The private taxi transport business license under the Automobile Transport Business Act is an administrative act that grants specific persons the rights or interests, and it belongs to the discretion of an administrative agency, except as otherwise provided in the Acts and subordinate statutes, and the establishment of the standards for the method of recognition of driving experience within the order of priority determined for the license is the discretion of the administrative agency. Thus, the calculation of driving experience cannot be deemed unlawful, unless the established standards are objectively unreasonable or unreasonable.

[Reference Provisions]

Article 4 of the Automobile Transport Business Act, Article 15(7) of the Enforcement Rule of the Automobile Transport Business Act, Article 27 of the Administrative Litigation Act

Reference Cases

Supreme Court Decision 91Nu13526 delivered on April 28, 1992; 91Nu10541 delivered on July 10, 1992; 93Nu4243 Delivered on October 12, 1993

[Judgment of the court below]

Plaintiff

Defendant-Appellee

Seoul Special Metropolitan City Mayor

Judgment of the lower court

Seoul High Court Decision 93Gu521 delivered on July 1, 1993

Text

The appeal is dismissed.

The costs of appeal shall be assessed against the plaintiff (appointed party).

Reasons

The grounds of appeal and the supplemental appellate brief are also examined as supplement in case of supplemental appellate briefs not timely filed.

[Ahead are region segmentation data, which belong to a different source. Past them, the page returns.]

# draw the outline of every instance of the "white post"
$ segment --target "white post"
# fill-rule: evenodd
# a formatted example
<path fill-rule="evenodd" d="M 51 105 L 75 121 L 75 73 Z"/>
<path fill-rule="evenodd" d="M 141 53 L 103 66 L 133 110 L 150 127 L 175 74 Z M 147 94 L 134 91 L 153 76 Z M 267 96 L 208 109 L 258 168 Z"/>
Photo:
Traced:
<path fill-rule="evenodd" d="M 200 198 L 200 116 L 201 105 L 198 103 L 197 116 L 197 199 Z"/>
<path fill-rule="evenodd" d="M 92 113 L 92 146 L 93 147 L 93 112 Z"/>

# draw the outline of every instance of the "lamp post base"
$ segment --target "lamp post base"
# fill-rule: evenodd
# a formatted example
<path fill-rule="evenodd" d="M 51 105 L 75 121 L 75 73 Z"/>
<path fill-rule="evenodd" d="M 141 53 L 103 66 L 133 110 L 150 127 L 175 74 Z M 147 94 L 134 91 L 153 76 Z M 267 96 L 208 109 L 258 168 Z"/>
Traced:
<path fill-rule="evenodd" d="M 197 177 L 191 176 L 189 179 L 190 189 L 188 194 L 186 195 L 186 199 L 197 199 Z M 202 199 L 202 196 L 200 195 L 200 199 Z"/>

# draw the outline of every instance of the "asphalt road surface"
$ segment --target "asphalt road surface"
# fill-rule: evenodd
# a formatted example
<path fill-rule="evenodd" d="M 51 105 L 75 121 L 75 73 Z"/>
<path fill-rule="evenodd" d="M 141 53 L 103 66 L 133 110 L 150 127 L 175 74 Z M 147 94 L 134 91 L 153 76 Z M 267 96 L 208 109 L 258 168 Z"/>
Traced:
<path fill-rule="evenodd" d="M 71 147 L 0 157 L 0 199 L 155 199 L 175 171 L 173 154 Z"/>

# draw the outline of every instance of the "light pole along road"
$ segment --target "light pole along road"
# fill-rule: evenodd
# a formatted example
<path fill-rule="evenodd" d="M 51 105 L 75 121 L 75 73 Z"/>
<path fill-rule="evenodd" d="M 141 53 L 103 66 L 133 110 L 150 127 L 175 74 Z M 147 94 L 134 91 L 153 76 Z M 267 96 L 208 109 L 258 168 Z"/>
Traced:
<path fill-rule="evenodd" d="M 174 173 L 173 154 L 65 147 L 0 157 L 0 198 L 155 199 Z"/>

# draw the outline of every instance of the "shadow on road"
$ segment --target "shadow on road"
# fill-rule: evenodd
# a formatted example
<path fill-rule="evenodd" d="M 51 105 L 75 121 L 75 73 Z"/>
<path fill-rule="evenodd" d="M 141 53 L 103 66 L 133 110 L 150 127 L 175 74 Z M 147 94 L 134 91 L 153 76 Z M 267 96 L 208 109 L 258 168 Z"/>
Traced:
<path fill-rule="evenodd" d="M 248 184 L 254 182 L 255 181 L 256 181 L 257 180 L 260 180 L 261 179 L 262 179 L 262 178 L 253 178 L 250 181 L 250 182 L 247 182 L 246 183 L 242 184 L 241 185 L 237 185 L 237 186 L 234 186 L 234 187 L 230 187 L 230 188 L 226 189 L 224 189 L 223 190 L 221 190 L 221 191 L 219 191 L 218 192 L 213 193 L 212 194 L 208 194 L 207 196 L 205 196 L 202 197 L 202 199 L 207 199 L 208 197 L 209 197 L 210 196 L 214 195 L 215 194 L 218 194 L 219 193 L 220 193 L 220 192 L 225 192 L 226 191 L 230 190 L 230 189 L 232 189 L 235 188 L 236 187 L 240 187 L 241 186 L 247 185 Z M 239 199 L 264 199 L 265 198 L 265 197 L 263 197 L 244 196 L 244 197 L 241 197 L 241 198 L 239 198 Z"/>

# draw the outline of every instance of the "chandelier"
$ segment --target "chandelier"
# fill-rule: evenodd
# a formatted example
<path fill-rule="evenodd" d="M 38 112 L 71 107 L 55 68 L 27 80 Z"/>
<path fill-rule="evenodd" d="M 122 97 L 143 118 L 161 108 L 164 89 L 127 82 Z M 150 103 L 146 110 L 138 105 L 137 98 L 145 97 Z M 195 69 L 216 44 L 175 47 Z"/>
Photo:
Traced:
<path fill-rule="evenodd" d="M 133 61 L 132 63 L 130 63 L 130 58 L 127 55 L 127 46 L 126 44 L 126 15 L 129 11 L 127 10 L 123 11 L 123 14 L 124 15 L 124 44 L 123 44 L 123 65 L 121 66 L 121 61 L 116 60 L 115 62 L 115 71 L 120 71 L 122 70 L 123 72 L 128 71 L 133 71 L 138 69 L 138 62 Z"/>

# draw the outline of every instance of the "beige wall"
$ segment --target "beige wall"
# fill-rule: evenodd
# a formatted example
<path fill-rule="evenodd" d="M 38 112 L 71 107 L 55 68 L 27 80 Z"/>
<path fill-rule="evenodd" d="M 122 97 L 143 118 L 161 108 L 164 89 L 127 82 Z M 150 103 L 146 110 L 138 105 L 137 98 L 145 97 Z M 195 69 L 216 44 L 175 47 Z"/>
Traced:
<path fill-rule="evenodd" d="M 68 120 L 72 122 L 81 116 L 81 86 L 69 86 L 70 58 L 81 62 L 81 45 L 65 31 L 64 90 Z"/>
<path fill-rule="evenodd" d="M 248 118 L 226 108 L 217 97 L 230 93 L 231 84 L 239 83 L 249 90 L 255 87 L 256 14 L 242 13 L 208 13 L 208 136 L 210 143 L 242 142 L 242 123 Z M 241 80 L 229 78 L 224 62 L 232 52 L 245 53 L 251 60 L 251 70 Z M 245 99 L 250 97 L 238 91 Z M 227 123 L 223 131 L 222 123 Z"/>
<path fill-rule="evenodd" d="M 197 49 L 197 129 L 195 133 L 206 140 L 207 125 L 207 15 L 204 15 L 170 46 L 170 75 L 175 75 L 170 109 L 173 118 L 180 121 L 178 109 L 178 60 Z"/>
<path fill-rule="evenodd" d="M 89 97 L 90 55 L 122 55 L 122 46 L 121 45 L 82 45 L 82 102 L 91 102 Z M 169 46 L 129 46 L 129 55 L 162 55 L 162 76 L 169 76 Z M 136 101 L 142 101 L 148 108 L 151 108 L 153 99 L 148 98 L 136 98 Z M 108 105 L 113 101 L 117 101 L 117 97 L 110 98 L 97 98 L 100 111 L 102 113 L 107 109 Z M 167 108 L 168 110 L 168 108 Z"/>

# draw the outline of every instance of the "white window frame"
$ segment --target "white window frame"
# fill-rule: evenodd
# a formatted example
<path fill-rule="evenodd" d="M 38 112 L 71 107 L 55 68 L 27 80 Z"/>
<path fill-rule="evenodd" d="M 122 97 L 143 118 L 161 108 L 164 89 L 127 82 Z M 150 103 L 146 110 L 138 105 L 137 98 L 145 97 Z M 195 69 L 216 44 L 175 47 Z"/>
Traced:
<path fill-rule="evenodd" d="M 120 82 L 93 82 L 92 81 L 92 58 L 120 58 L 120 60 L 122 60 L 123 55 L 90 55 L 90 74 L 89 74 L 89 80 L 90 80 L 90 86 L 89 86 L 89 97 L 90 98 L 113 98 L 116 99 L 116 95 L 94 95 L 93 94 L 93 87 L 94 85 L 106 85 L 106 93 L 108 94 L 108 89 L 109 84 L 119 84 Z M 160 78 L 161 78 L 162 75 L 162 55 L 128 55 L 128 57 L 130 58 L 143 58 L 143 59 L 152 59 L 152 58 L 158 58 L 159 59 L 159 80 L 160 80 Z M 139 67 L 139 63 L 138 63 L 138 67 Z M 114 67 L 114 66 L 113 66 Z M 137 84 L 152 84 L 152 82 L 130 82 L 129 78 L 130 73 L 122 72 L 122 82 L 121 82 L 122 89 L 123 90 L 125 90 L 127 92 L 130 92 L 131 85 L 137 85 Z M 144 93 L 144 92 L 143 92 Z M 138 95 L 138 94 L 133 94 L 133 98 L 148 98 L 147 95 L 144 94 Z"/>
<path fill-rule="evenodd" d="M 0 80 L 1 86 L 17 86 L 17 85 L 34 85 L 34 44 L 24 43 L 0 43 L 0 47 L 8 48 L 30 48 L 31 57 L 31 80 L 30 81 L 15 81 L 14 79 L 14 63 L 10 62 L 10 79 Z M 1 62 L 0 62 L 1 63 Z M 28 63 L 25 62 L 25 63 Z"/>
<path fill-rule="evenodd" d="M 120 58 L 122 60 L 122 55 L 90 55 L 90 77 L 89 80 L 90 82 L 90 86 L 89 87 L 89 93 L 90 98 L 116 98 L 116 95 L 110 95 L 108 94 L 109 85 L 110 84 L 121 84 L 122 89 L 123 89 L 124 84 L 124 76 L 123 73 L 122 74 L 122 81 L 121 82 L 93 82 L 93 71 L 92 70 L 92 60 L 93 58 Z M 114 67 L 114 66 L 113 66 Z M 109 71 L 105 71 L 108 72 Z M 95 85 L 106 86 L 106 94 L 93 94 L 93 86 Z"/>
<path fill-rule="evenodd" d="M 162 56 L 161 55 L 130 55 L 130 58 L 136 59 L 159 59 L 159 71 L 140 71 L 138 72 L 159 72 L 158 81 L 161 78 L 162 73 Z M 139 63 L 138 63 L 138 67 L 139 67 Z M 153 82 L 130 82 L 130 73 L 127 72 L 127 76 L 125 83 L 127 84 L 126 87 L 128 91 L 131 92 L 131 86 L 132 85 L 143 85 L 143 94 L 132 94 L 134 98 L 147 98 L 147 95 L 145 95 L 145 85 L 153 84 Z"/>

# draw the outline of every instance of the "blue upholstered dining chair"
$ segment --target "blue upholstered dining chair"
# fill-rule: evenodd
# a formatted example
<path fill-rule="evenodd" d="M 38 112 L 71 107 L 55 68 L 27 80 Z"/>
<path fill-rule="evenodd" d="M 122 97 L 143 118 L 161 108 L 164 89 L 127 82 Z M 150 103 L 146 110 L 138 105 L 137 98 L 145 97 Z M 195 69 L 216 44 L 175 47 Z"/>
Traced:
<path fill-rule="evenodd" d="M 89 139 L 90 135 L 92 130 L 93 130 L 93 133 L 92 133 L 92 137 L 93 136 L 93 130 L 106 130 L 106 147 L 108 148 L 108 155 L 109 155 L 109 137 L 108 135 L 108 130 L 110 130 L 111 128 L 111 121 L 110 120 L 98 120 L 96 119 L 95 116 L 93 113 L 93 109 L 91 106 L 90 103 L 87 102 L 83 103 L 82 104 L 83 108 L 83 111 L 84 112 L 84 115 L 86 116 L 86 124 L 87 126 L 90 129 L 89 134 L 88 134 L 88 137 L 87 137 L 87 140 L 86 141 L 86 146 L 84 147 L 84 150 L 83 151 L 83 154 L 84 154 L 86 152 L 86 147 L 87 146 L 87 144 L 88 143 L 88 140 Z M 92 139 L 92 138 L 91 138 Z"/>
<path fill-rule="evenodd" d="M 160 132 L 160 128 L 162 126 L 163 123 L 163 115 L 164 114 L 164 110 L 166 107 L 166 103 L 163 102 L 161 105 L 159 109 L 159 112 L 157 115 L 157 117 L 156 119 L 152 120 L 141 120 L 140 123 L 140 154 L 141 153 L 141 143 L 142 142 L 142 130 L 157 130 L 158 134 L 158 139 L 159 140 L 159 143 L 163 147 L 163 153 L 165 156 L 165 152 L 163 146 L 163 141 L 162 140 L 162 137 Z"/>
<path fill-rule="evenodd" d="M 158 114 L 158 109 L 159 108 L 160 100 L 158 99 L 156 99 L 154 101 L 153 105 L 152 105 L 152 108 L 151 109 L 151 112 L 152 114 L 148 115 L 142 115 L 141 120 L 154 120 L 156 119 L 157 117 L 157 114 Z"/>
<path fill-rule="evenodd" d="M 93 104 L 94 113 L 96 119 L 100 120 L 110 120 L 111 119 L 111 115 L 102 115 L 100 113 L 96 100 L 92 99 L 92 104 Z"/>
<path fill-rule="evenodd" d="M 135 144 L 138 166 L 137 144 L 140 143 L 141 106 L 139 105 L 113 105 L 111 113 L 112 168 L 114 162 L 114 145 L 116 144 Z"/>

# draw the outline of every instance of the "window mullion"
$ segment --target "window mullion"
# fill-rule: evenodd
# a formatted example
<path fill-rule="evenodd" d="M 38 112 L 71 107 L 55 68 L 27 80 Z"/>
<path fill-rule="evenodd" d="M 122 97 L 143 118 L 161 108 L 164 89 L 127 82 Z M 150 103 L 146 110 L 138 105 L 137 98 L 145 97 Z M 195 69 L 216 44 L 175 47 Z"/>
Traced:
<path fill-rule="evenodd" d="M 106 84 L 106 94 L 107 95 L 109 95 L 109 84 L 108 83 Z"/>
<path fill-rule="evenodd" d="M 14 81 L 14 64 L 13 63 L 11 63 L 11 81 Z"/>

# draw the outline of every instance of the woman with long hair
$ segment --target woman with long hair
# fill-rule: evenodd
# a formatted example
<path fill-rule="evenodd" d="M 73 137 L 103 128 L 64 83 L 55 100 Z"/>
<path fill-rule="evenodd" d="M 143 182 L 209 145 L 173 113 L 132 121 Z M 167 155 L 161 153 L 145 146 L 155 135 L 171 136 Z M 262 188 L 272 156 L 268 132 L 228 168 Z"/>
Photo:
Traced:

The private taxi transport business license under the Automobile Transport Business Act is an administrative act that gives a specific person the right or interest, and unless otherwise provided in the Acts and subordinate statutes, it belongs to the discretion of an administrative agency, and the establishment of the standards for the method of recognition of driving experience within the order of priority determined for the license is also the discretion of an administrative agency. Thus, unless the established standards are objectively unreasonable or unreasonable, it cannot be deemed unlawful to calculate driving experience (see, e.g., Supreme Court Decisions 83Nu692, May 29, 1984; 91Nu10541, Jul. 10, 1992; 93Nu4243, Oct. 12, 1993).

Examining the reasoning of the judgment below in light of the records, in this case where the defendant set the criteria for calculating driving experience meeting the requirements for issuing the driver's license of this case and there is no evidence to deem it objectively unreasonable to recognize the issuance of the certificate of driving experience submitted by the applicant as an operator who employs the driver, in principle, only when the contents are proved by the certificate issued by the business operator, the documents cited by the plaintiff are all prepared by the labor union head of the non-party company, not the non-party company. Thus, in light of the above criteria established by the defendant, regardless of whether the contents of the contents are true or not, the defendant's disposition of this case which rejected the driver's license of this case without recognizing them as evidence for calculating driving experience of the plaintiff, non-party 1, and non-party 2 cannot be considered as material for calculating driving experience of the plaintiff, non-party 1, and the defendant's disposition of this case is legitimate. The grounds for appeal cannot be accepted.

Therefore, the appeal of this case is dismissed, and all costs of appeal are assessed against the appellant. It is so decided as per Disposition by the assent of all participating Justices.